Did you know that Curious George appeared in a book before he had his own series?  I think this is possibly the most excited and tickled I’ve ever been over a picture book.  That’s big.  🙂

Cecily G. and the Nine Monkeys is the perfectly delightful tale of Curious George, his eight siblings, and their mother, who has the giggle-inducing name of Mother Pamplemoose.  All of the little monkey siblings (with the exception of the baby and the twins, Punch and Judy) have distinguishing personality characteristics.  Of course, it’s Curious George who is clever.  But the story isn’t all about him.  It’s more about the fun they have once they are rescued by Cecily Giraffe, a lonely giraffe whose family has all been taken away to the zoo.  Cecily G. not only rescues them from their plight when their tree-top home is destroyed due to the cutting down of the forest; she also provides them with a home now that her family is all gone.  The best part of the book, though, is all the fun they have with Cecily G., who happens to be a very accommodating giraffe.  For example, they use Cecily as a see-saw, a sailboat, and a slope for skiing.  That’s friendship.  🙂  My girls think all of this is hilarious, and so do I.   The book ends with a fun song, and although my girls don’t usually like for me to sing while I’m reading, they always request this one.  Why?  It’s because the song is written using Cecily G. as the treble clef and the monkeys as the notes.  Lulu is learning to read music, and Louise has a really basic idea of notes, etc., so this is interesting and amusing to them.  And to me.  🙂

I’m just really smitten with this book.  Our library copy looks like the green one above, and the only hint that it’s a Curious George book is the little note on the front which reads, “the first book about Curious George.”  While I do think I probably noticed that when I checked it out (and perhaps that knowledge actually piqued my interest since I thought Curious George was the first Curious George book), I don’t think I expected it to be like the rest of the Curious George books since the cover is different.  However, it appears that the only version of Cecily G. and the Nine Monkeys that’s available now is one with the trademark bright yellow cover (as well as the tell-tale red band across the top with a modernized picture of C.G.).  I understand the marketing behind this, but sometimes I wish they’d (whoever they are)would just leave things be.  Lulu even noticed that there is a subtle difference between the coloring of the illustrations in Cecily G. and Curious George

The other observation I wanted to make about this is that if my memory serves me correctly, Cecily G. was copyrighted in 1942 and Curious George in 1941.  Although this doesn’t mesh with the Wikipedia article about Cecily G. and the Nine Monkeys, it just makes me wonder that if it’s so, maybe Curious George actually did hit the shelves first.  Anyone out there a real H. A. Rey fan and know the answer to this one?

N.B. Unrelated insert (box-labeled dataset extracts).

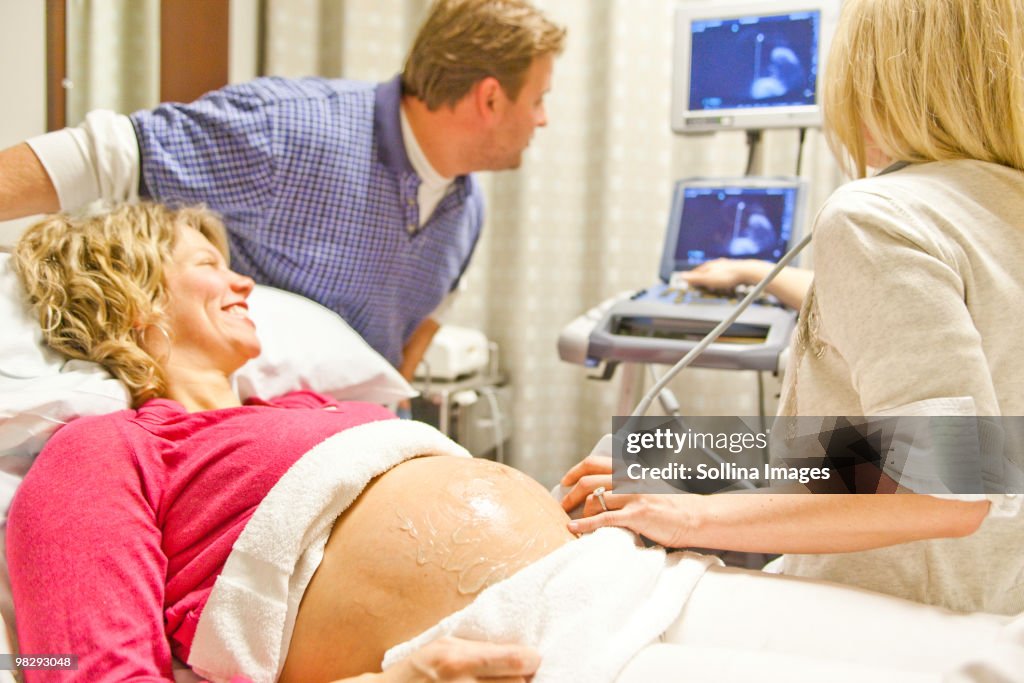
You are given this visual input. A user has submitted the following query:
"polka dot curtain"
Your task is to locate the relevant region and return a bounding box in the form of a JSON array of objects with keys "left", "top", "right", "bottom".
[{"left": 67, "top": 0, "right": 160, "bottom": 126}]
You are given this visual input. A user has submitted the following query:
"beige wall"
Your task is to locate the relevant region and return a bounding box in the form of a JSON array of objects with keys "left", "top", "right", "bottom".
[{"left": 0, "top": 0, "right": 46, "bottom": 246}]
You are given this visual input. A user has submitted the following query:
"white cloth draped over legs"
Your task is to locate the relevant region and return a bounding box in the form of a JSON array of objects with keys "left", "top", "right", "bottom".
[{"left": 616, "top": 566, "right": 1010, "bottom": 683}]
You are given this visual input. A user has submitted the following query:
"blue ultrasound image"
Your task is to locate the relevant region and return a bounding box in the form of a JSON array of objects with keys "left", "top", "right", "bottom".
[
  {"left": 675, "top": 188, "right": 794, "bottom": 270},
  {"left": 690, "top": 11, "right": 820, "bottom": 111}
]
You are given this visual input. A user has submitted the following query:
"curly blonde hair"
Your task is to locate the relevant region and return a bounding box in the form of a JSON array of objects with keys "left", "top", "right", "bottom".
[
  {"left": 13, "top": 204, "right": 227, "bottom": 407},
  {"left": 824, "top": 0, "right": 1024, "bottom": 177},
  {"left": 401, "top": 0, "right": 565, "bottom": 112}
]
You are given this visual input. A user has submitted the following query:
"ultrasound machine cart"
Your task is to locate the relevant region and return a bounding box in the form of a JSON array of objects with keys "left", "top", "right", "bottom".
[
  {"left": 558, "top": 177, "right": 806, "bottom": 385},
  {"left": 558, "top": 0, "right": 840, "bottom": 401}
]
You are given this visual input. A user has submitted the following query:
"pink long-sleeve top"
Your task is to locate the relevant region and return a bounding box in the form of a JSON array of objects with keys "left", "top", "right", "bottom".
[{"left": 7, "top": 392, "right": 394, "bottom": 682}]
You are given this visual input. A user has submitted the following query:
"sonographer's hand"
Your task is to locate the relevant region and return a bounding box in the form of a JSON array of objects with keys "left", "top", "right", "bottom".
[
  {"left": 680, "top": 258, "right": 771, "bottom": 292},
  {"left": 568, "top": 492, "right": 699, "bottom": 548},
  {"left": 376, "top": 636, "right": 541, "bottom": 683},
  {"left": 561, "top": 454, "right": 612, "bottom": 515}
]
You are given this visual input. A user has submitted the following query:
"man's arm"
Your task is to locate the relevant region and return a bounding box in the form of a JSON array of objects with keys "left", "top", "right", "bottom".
[
  {"left": 0, "top": 142, "right": 60, "bottom": 220},
  {"left": 398, "top": 317, "right": 440, "bottom": 381}
]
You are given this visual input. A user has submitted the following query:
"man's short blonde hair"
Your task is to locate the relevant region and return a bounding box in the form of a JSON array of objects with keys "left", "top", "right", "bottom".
[
  {"left": 824, "top": 0, "right": 1024, "bottom": 177},
  {"left": 401, "top": 0, "right": 565, "bottom": 112},
  {"left": 13, "top": 204, "right": 227, "bottom": 407}
]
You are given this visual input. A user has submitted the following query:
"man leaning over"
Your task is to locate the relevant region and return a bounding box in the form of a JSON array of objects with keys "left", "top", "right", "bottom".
[{"left": 0, "top": 0, "right": 565, "bottom": 377}]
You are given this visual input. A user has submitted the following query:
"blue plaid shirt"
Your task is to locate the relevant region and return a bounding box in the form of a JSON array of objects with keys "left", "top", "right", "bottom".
[{"left": 131, "top": 78, "right": 483, "bottom": 365}]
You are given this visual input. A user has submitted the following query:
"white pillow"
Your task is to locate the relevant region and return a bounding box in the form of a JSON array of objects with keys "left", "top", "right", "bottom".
[
  {"left": 0, "top": 254, "right": 416, "bottom": 464},
  {"left": 234, "top": 286, "right": 417, "bottom": 403}
]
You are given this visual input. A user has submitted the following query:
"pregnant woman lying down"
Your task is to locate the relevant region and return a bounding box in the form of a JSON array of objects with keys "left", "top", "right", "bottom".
[{"left": 8, "top": 205, "right": 1005, "bottom": 682}]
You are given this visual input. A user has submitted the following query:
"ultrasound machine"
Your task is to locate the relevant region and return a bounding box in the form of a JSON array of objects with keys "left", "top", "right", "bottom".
[
  {"left": 558, "top": 0, "right": 839, "bottom": 379},
  {"left": 558, "top": 177, "right": 806, "bottom": 372}
]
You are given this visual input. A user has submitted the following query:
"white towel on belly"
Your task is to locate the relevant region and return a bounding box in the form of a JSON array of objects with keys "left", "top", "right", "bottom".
[
  {"left": 188, "top": 420, "right": 471, "bottom": 683},
  {"left": 384, "top": 528, "right": 718, "bottom": 683}
]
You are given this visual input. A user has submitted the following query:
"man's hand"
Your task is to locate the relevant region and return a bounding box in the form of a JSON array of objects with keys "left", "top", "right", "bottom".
[{"left": 377, "top": 636, "right": 541, "bottom": 683}]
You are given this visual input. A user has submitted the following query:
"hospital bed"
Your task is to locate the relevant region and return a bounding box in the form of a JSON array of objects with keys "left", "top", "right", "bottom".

All of this really makes me want to find a copy of The Journey That Saved Curious George (read Stephanie‘s review here) and learn more about him.  Oh, and I’d love to read his other, non-C.G. books. 

Cecily G. and the Nine Monkeys earns a definitive Highly Recommended from the House of Hope, as well as a spot on my Best Picture Books list.  Check it out!

Children’s Classics Mystery Challenge

I don’t know what it is, but I just cannot get the new 5 Minutes for Books schedule to sink into my brain.  Granted, I should’ve known the second Tuesday of the month has always been the Children’s Classics challenge, and with the new year we just have a new genre stipulation added to the old challenge (for six months, anyway), but this one slipped by me.  Next month, Lord willing, I will be prepared!

Instead this month I’m going to make some plans.  I loved mysteries as a young teenager and beyond, and I’ve sort of fallen out of the habit of reading them.  I think part of the problem is that now that I’m an adult, I don’t want to read anything that might even have the remote potential to give me a nightmare or make me stay awake thinking, so I generally avoid them.  (That’s not to say I never read them; I just try to be very choosy.)  However, there are several authors from my youth that I’d like to revisit, and this challenge provides the perfect chance!

While other pre-teen girls were devouring Nancy Drew, I was devouring Trixie Belden.  That’s not to say I didn’t read Nancy; I did.  I just felt more kinship with Trixie, I think, because she didn’t seem nearly as perfect and put-together.  I also liked the gaggle of kids she was always with.  Their adventures in upstate New York always sounded like so much fun to me. I led a fairly boy-less existence until I was in college (and then, really, until I met my true love, Steady Eddie!), so the fact that Trixie and Honey were great chums with a bunch of boys was intriguing to me.  I have several Trixie Belden titles on my shelf, so I’m sure I’ll pull one of those and re-read it for old time’s sake.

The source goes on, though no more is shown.